Ouvi pela primeira vez falar de Agostinho Neto pela voz do meu pai, quando ainda criança me falou fugazmente de Angola, da guerra a que felizmente sobreviveu e do direito dos povos africanos à autodeterminação. Singelamente, o meu pai explicou-me e ensinou-me que todos os povos com identidade cultural, uma língua, uma terra têm direito a escolher o seu futuro, especialmente quando isso significa ser livre para escolher quem os deve governar e a forma como isso deve acontecer.
Ainda hoje recordo a generosidade do pensamento do meu pai, um homem que foi obrigado a lutar contra aqueles a quem reconhecia o direito a escolher outro caminho que não o dele. Começou aí a minha simpatia com aqueles povos que outrora foram portugueses, mas que quiseram escolher outro caminho, mais genuinamente seu.
Regresso a Agostinho Neto que então me foi apresentado sucintamente como o Primeiro Presidente de Angola. Com o tempo, fui estudando a sua biografia…
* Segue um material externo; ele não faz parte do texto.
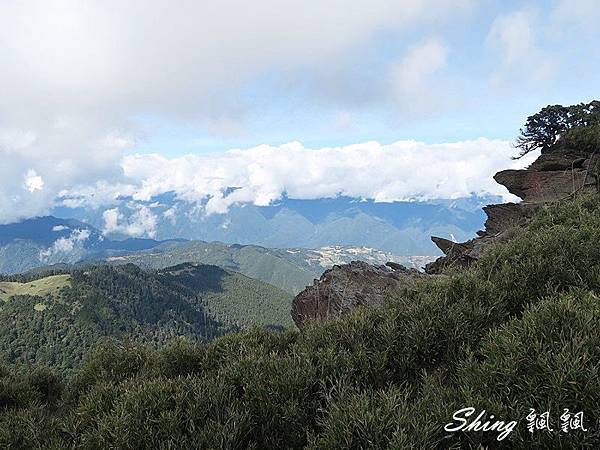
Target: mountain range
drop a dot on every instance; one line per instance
(400, 228)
O começo é encantador. Estudante angolano em Lisboa, apreciador da liberdade em país de ditadura, sonhou para os seus uma vida livre do jugo do colonialismo. Médico e poeta, rapidamente passou à atividade política. Esteve na génese do MPLA. Com a ajuda de muitos angolanos levou o país à independência e o MPLA ao poder. Pessoalmente, atingiu o auge ao tornar-se o Primeiro Presidente angolano, com pouco mais de cinquenta anos.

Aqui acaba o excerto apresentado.